Hypersensitivity Reactions
Etiology
Type I: IgE-mediated immediate hypersensitivity.
Type II: Antibody-mediated cytotoxic hypersensitivity.
Type III: Immune complex–mediated hypersensitivity.
Type IV: T-cell–mediated delayed hypersensitivity.
Pathophysiology
Type I: Antigen cross-links cell-bound IgE on pre-sensitized mast cells and basophils, causing release of vasoactive amines that cause vasodilation, visceral smooth muscle contraction, vascular permeability, and tissue inflammation.
Type II: IgG or IgM antibody reacts to cell-bound antigens resulting in activation of the complement cascade and destruction or dysfunction of antigen-bound cell.
Type III: IgG or IgM antibody complexes with circulating allergens and deposits in tissue, thereby activating complement cascade and neutrophils.
Type IV: Allergen binds endogenous protein and is presented to T cells. If re-exposed to allergen, memory T cells stimulate inflammatory reaction or cellular destruction.
Clinical Manifestations
Type I: Atopy; anaphylaxis; asthma; allergic rhinitis; local wheal and flare.
Type II: Immune hemolytic anemia; erythroblastosis fetalis; ARF; Goodpasture syndrome.
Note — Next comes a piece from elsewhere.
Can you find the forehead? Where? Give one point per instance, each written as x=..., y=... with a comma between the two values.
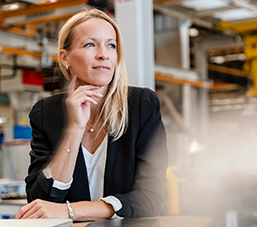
x=95, y=27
Type III: Arthus reaction (localized cutaneous and subcutaneous inflammatory response to injected allergen); serum sickness (systemic disease fever, arthralgias, proteinuria, lymphadenopathy, and dermatitis); polyarteritis nodosa; SLE; RA.
Type IV: Allergic contact dermatitis; hypersensitivity pneumonitis; GVHD.
Treatment
Antihistamines; corticosteroids; treatment of specific etiology.